- Date: December 28, 2007
- Season: 2007
- Stadium: Florida Citrus Bowl
- Location: Orlando, Florida
- MVP: FS Jamie Silva (Boston College)
- Favorite: Boston College by 3½
- Referee: Randy Christal (Big 12)
- Attendance: 46,554

International TV coverage
- Network: ESPN
- Announcers: Mike Patrick, Todd Blackledge, and Holly Rowe

= 2007 Champs Sports Bowl =

American college football game

The 2007 Champs Sports Bowl was the 18th edition of the college football bowl game. It was part of the 2007-08 NCAA football bowl games season, and was played on December 28, 2007, at the Citrus Bowl stadium in Orlando, Florida. The game pitted the Michigan State Spartans of the Big Ten Conference against the Boston College Eagles of the Atlantic Coast Conference.

==Background==
In Mark Dantonio's first season with Michigan State, he led them to their first winning season since 2003. They won their first four games of the season, but went 1–5 to begin conference play, before wins over Purdue and #22 Penn State righted the ship, though they finished tied for 5th with Purdue and Indiana in the Big Ten Conference. This was the fourth bowl game of the decade for the Spartans. Boston College won their first eight games of the season while rising from unranked to #2 in the polls before a match-up with Florida State. A 27–17 loss dropped them to #8 and a loss to Maryland the following week dropped them to #17, though they won their last two games (against #20 Clemson and Miami) to win the Atlantic Division of the Atlantic Coast Conference. In the ACC Championship Game, they faced off against #5 Virginia Tech, who beat them 30–16. This was the eighth bowl game of the decade for the Eagles.

==Game summary==
- Michigan State - Kellen Davis 18-yard pass from Brian Hoyer (Brett Swenson kick)
- Boston College - Jon Loyte 1-yard pass from Matt Ryan (Steve Aponavicius kick)
- Boston College - Rich Gunnell 29-yard pass from Matt Ryan (Steve Aponavicius kick)
- Michigan State - Brett Swenson 39-yard field goal
- Michigan State - Brett Swenson 23-yard field goal
- Boston College - Steve Aponavicius 28-yard field goal
- Boston College - Rich Gunnell 68-yard pass from Matt Ryan (Steve Aponavicius kick)
- Michigan State - Deon Curry 14-yard pass from Brian Hoyer (Kellen Davis 2-point pass)

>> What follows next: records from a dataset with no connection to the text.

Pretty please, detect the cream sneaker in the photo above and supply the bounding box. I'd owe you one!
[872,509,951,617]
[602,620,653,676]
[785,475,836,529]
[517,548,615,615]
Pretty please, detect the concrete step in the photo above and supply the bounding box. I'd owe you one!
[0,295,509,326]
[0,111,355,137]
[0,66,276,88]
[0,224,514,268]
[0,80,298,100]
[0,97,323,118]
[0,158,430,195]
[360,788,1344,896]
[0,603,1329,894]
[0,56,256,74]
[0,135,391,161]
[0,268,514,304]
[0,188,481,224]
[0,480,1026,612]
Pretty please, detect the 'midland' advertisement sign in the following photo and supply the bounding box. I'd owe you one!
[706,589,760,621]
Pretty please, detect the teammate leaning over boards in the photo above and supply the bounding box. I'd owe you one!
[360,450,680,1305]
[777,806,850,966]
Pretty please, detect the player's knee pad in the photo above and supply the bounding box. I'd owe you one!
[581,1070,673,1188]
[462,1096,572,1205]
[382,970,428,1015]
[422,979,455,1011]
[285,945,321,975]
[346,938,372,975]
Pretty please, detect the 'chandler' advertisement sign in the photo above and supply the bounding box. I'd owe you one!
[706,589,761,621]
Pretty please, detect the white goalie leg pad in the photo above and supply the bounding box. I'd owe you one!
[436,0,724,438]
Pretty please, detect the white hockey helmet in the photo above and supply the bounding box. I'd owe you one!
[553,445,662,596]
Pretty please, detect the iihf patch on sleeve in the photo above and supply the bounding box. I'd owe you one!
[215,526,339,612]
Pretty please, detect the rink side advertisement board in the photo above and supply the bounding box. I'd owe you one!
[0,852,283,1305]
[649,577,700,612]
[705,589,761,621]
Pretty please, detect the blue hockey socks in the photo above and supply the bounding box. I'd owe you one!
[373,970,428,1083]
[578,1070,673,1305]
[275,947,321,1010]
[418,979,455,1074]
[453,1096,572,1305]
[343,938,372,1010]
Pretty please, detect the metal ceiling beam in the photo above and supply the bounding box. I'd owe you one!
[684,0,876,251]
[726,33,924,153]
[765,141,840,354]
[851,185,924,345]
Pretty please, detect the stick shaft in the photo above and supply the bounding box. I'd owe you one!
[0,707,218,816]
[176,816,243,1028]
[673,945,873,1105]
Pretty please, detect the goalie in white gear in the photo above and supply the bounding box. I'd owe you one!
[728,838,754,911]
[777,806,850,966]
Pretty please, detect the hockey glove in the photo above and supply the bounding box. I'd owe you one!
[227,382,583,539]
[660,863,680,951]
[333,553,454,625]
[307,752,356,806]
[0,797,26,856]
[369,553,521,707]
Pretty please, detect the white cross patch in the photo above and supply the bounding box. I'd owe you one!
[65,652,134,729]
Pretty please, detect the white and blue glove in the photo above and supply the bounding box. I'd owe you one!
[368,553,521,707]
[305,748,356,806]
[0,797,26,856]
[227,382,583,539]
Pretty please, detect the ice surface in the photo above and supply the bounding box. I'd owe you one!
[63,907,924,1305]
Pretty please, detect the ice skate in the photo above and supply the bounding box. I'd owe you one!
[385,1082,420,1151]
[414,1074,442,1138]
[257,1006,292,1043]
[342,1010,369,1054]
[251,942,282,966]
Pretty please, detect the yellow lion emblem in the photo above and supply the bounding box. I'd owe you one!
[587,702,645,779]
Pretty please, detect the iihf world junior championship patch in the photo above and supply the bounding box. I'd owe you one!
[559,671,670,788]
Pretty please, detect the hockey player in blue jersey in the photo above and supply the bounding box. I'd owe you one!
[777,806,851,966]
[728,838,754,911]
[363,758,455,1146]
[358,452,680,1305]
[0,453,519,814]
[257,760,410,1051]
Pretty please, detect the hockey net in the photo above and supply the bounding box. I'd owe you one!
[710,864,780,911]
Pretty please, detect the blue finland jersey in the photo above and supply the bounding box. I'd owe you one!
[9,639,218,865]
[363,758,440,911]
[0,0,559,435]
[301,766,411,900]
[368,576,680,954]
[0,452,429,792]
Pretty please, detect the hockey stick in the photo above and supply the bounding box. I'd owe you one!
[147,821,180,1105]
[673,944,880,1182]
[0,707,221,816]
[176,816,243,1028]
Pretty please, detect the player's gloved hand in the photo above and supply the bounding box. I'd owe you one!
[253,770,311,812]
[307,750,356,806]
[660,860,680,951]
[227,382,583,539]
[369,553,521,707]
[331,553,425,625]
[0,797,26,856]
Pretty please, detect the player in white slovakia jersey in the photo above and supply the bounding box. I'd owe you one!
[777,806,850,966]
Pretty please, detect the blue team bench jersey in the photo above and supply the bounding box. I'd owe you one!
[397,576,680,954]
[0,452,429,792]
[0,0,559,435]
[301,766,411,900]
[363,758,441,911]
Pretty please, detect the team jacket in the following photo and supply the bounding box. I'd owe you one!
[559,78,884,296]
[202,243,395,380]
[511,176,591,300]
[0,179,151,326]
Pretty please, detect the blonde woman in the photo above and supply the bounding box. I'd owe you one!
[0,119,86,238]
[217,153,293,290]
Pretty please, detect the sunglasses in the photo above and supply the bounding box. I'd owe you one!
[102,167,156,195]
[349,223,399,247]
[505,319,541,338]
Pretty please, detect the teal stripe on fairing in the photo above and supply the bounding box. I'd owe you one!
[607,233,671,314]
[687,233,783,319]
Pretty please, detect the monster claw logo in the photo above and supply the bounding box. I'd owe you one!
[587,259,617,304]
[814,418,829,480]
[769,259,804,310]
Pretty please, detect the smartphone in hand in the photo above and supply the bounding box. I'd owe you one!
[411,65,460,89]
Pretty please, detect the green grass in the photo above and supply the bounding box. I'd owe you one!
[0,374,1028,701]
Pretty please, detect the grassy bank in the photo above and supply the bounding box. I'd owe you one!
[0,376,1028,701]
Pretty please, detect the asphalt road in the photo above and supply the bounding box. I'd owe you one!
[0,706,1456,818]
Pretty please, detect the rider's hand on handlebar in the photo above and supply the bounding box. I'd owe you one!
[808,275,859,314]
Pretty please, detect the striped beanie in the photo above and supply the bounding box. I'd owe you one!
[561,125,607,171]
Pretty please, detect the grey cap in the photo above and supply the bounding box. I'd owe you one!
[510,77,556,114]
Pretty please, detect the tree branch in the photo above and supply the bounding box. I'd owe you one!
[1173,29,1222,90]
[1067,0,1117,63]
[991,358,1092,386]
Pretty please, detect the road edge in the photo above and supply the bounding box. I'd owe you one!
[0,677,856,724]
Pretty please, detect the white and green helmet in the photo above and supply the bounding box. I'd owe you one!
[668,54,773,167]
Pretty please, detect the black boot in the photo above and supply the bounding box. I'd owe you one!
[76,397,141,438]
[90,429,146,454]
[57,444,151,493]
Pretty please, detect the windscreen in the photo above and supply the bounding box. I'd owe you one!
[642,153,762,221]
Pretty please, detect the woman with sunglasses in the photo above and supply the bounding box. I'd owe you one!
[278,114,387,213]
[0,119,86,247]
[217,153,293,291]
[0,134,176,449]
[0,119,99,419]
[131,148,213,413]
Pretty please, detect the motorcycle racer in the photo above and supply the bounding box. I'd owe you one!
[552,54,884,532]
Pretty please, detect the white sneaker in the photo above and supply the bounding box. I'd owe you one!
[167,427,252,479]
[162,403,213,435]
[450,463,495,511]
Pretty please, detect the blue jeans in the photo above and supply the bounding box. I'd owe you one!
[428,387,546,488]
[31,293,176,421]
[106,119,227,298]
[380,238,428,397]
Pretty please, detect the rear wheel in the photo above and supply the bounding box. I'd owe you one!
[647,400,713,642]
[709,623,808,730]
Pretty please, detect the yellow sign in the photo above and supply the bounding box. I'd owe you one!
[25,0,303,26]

Jamie Silva had 10 tackles, 7 solo while also having 2 interceptions and 4 punt returns for 37 yards en route to being named MVP.

==Aftermath==
Michigan State began a streak of 9 straight bowl appearances under Mark Dantonio (the longest streak in school history) while the Eagles went to two more bowls game in the decade.

Both quarterbacks went on to lengthy NFL careers.